The first reason is the low oxygen availability. Biomeiler is a big pile of woodchips and its core part has low rate of air exchange. The air flow in the core part of biomeiler largely depends on the pore size and particle size of woodchips. Biological wood oxidation is an aerobic process, which is strongly inhibited by the low oxygen availability. It was reported that the best availability of oxygen is a free pore volume of around 30% and an air volume of approximately 50%. However, in the core part of biomeiler, the oxygen availability is usually low. Jean Pain found that methane was even generated in the biomeiler pile.
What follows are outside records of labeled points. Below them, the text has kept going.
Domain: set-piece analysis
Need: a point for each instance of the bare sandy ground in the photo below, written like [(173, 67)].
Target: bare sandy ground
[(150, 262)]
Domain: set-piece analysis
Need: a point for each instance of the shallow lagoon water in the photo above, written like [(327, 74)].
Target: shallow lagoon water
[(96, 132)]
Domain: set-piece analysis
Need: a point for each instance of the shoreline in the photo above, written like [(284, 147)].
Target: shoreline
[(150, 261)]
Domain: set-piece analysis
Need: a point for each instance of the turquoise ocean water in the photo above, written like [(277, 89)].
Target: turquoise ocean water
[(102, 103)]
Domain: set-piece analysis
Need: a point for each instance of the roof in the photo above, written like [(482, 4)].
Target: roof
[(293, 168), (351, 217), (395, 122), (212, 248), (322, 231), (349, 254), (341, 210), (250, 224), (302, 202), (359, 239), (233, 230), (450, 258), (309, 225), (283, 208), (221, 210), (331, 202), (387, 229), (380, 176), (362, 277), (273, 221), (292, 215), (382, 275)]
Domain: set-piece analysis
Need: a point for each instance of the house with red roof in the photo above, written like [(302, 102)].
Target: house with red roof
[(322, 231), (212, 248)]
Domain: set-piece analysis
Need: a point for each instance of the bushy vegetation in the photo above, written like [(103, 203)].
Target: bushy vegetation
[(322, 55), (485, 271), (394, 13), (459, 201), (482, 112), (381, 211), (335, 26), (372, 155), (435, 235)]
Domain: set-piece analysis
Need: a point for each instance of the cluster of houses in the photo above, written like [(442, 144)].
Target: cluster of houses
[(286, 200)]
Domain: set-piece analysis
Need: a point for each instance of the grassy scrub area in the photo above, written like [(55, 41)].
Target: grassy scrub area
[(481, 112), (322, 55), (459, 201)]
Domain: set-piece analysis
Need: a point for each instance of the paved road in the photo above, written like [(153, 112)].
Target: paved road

Another reason could be the improper temperature, which means that the temperature in the center part is too high and in the outside part is too low. The temperature of a biomeiler can reach 70 °C in the center part, which is not good for fast biological wood oxidation because the proper temperature for the growth of wood decaying fungi and bacteria in composting varies from 40 to 55 °C. The temperature in the outside part of biomeiler may be low because the generated heat is likely lost to the ambient air. In winter the biomeiler might even stop. The last reason is the low humidity. Tons of water is initially added to the biomeiler pile in order to wet the woodchips. However, the generated heat is drying the pile of woodchips. The higher heat production, the drier woodchips.

Humidity is an important factor affecting microbial activity. Research shows that humidity below 40% decreases the microbial activity and if the humidity exceeds 60%, the air flow through biomeiler can be obstructed, making the presence of oxygen the limiting factor. It was reported that the dry part of biomeiler is only less than 20% and this number is 60% in the center part of biomeiler. Therefore, the heat production rate of biomeiler is low.

The humidity, aeration and temperature can be controlled in turbomeiler system. However, it was reported that the maximum temperature of turbomeiler is only 37 °C due to the poor insulation condition. It is clear that turbomeiler can not be a heat source for domestic use. Since little information about turbomeiler is known, the heat production of turbomeiler remains unclear.